Собор. Роман о петербургском зодчем — страница 117 из 126

Отплатив таким образом Бруни за то, что тот сумел вывести его из себя, Огюст стал спускаться с лесов, даже не дожидаясь ответа художника. Однако на полпути главного перехватил неугомонный Рожков. Он забрался на леса, якобы проверяя прочность креплений бронзовых украшений, на самом же деле желая услышать хотя бы часть разговора Монферрана с художником, благо они говорили по-русски. От своего любопытства Еремей с годами так и не вылечился…

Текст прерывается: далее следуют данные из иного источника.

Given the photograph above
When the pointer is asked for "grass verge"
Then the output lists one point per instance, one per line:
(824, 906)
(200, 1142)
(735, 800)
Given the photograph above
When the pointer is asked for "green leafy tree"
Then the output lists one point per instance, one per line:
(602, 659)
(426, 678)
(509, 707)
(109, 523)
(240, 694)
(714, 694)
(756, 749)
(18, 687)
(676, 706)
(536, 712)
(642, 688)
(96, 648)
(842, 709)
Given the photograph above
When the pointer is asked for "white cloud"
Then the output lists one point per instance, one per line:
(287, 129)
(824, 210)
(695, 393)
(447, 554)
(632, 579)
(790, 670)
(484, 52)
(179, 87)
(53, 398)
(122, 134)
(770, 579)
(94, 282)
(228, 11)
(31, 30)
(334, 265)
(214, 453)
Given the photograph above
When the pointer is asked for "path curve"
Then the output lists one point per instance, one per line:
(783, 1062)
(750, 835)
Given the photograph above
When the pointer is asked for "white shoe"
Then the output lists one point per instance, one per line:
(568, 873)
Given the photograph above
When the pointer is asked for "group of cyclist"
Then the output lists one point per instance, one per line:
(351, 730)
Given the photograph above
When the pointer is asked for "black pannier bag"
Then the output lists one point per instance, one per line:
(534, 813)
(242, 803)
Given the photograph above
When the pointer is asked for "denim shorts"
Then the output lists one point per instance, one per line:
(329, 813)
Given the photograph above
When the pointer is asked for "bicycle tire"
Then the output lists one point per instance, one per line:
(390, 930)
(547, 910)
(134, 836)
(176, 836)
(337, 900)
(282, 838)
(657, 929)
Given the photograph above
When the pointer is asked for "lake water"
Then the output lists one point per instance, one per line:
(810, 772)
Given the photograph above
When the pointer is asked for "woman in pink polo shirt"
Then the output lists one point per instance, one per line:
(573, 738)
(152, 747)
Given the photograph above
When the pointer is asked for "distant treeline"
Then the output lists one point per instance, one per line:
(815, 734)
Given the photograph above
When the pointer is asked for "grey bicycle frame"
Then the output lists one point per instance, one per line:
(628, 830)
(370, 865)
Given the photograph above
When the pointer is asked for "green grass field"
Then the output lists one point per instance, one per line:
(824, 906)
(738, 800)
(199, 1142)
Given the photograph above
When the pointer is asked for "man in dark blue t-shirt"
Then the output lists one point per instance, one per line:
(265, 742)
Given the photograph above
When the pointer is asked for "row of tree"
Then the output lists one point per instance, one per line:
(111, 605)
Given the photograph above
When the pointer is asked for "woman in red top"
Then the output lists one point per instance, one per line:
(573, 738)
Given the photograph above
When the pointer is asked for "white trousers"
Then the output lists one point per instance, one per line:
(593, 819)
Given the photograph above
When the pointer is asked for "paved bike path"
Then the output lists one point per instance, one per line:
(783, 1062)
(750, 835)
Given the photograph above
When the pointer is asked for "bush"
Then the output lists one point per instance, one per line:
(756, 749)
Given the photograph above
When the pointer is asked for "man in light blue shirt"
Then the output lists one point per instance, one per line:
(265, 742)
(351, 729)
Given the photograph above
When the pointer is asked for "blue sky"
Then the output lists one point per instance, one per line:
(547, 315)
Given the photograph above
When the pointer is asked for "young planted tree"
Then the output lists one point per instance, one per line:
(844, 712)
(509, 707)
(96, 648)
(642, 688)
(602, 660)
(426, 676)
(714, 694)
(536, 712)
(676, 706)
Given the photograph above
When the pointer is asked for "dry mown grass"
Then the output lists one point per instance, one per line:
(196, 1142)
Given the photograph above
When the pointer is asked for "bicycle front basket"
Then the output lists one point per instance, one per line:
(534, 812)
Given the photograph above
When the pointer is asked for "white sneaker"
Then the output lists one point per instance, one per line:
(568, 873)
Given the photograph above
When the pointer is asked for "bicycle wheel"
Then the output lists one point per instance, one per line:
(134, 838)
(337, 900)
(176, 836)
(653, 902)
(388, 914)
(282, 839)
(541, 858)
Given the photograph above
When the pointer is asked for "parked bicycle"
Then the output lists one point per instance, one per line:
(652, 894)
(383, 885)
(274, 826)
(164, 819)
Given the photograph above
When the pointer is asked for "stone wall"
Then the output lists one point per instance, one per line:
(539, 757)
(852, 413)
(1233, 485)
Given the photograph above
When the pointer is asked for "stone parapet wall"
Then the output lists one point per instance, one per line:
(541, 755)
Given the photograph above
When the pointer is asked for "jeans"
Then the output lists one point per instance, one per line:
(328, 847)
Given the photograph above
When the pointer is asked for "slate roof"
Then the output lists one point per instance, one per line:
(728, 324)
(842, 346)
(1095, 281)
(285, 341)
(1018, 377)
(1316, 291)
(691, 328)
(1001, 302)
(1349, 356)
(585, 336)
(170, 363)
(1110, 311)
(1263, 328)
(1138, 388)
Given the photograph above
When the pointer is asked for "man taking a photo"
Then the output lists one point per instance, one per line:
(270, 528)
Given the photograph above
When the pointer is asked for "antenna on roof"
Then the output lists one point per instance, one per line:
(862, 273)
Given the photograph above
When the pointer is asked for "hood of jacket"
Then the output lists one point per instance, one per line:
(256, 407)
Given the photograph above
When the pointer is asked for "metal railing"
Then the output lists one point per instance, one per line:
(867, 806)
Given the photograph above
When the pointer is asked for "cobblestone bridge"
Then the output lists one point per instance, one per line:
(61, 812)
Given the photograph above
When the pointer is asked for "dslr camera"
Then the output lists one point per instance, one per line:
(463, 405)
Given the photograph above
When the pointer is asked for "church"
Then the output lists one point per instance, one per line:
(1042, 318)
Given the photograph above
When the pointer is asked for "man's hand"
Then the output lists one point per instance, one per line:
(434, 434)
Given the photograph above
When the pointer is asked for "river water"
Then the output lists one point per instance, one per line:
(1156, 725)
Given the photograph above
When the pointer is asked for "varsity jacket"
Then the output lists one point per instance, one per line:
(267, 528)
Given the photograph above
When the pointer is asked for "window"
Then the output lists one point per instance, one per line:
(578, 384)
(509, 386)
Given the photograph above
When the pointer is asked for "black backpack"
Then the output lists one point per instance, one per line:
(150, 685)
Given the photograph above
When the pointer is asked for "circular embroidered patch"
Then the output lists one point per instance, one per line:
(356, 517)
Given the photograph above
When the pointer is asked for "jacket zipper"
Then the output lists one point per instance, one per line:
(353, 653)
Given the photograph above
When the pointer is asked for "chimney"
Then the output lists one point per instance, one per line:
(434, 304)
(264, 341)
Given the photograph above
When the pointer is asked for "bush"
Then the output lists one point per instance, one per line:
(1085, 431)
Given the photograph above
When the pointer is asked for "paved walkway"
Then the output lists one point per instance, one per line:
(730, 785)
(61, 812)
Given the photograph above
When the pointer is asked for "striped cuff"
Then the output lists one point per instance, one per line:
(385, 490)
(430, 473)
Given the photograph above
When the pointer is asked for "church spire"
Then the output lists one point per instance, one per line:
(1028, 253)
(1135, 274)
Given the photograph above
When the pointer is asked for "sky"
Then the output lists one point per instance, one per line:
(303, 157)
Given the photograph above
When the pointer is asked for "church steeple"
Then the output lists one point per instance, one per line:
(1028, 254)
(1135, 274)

– Ты как сюда попал?! – вновь краснея, напустился на него главный архитектор. – Тебе чего тут надо? Подслушиваешь чужие разговоры? А?!

– Да на кой мне разговоры ваши! – Ерема испугался, но, как всегда, постарался это скрыть. – Я и не к тому, я по делу.

– Дело у тебя внизу! – вскипел Монферран. – Слезай отсюда, пока я тебя в-три-за-шиворот не скинул!

– Неверно сказали. – Ерема усмехнулся, обнажая свои веселые щербатины. – Говорят «в-три-за-шей». А кстати, Август Августович, мы ж не договорили… Чем, как вы думаете, переговоры-то закончатся? Кто кому хуже нагадит, мы им либо они нам?

Огюст искоса взглянул на старого мастера и улыбнулся одними глазами и уголками рта.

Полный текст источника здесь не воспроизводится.